U.S. Drug Prices: Lawmakers and stakeholders, working to find a path forward to address out-of-control drug prices, got a reminder late last week of just how pressing the issue is becoming.  According to the latest analysis, with drug prices accounting for 10 percent of our skyrocketing overall health care spending, the U.S. continues to have the highest prescription drug spending in the world.  In fact, per capital prescription drug expenses in this country in 2016 were more than $1,000, compared to the average of $593, and well above the next closest country, Switzerland, at $794.  Tellingly, however, the U.S. was closer to the pack in regards to out-of-pocket expenses, which, analysts explain, had to do with consumers in this country having insurance coverage.  But, it’s worth pointing out, that prescription drug costs make up the largest percentage of health insurance premiums at 23.3 percent, followed closely by physician services at 22.2 percent.
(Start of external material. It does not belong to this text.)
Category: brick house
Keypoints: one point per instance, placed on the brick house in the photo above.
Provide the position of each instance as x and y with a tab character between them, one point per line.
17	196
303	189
Freestanding ERs: As has been covered, emergency rooms (ERs) have not-so-quietly established themselves as being prodigious drivers of rising health care costs.  However, new evidence suggests that a growing breed of ERs have distinguished themselves even further, charging exponentially more than what a regular visit to a doctor’s office would ordinarily cost.  These facilities, referred to as freestanding emergency departments, provide emergency medical care, but are physically separate from hospitals.  What also sets them apart from more traditional ERs is that they often don’t provide treatment for common emergencies, such as traumas, strokes, or heart attacks.  In fact, according to one recent analysis, only 2.3 percent of visits to freestanding ERs are for actual emergency care.  Alarmingly, experts point out that in some areas, a change in location of where the care was ultimately received to a less costly alternative – for instance, a doctor’s office or even an urgent care center – would result in savings of more than $3,000 per visit.  Put another way, in Texas, the average cost of treating common conditions at a freestanding ER is 19 times more than it would be at an urgent care center, and 22 times more than treatment at a doctor’s office.  With that in mind, it’s hardly a shock to find out that the number of these facilities ballooned from 222 in 2008 to 566 in 2016

Hospitals Driving Costs:
Last month, a new study was published in Health Affairs showing that the growth in hospital prices was more responsible for driving up health care costs for the privately insured than the rise in physician prices.  From 2007 to 2014, hospital prices grew 42 percent, compared to physician prices, which increased by 18 percent.  Similarly, hospital-based outpatient care went up 25 percent, while physician-based care grew just 6 percent.  Researchers went on to suggest that any efforts to reduce health care spending should be primarily focused on addressing hospital price growth, including an increased focus on antitrust enforcement and incentivizing value-based care.